In other words, the Commodores are equipped to deal with being at a size disadvantage in most games, but even they have their limits.
Not that Balcomb won't use all of that to any advantage she can. This won't be "win one for coach" as she returns home; it will be "win one because nobody thinks you can" -- just like when the Commodores went to Knoxville and lost the close one.
"This is perfect for me as a coach," Balcomb told reporters during Monday's news conference. "I'm not like a lot of coaches; I like to be an underdog, on somebody else's floor and with a big crowd. As you start recruiting kids and coaching kids, they do reflect their coach, and for us this is a fun situation and all the pressure's off.
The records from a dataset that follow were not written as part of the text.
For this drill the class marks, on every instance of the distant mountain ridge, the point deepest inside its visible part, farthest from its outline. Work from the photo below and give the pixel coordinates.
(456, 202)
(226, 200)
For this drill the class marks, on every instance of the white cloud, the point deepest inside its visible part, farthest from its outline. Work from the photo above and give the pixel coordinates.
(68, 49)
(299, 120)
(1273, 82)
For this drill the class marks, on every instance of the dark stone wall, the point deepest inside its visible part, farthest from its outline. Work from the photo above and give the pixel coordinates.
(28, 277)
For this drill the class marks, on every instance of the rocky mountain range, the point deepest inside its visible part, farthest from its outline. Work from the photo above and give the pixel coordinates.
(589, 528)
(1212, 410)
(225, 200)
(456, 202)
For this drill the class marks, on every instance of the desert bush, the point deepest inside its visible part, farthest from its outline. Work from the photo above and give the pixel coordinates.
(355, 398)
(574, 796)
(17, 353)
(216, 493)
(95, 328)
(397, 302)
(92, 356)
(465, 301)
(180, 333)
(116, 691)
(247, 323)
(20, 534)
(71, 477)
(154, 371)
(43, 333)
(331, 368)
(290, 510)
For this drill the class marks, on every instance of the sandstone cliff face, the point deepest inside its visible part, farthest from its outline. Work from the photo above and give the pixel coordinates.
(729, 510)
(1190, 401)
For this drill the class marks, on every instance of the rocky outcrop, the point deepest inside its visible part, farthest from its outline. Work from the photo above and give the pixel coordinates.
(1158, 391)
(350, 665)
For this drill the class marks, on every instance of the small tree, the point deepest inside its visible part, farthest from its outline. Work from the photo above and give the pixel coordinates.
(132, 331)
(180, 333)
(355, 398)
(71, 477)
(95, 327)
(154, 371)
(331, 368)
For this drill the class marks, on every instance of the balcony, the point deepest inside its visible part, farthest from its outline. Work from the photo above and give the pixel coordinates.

When you play at home, you're supposed to win, and we do that a lot at Vanderbilt. We're supposed to win all of our home games, and we win most of them, but that's a lot of pressure. Senior night, we had our worst game of the year; it was a lot of pressure for four seniors on their last home game because we've never lost that before. So to be able to go on someone else's court -- I mean, the best game we played all year was at Tennessee, and that to me is one of the neatest things about sports."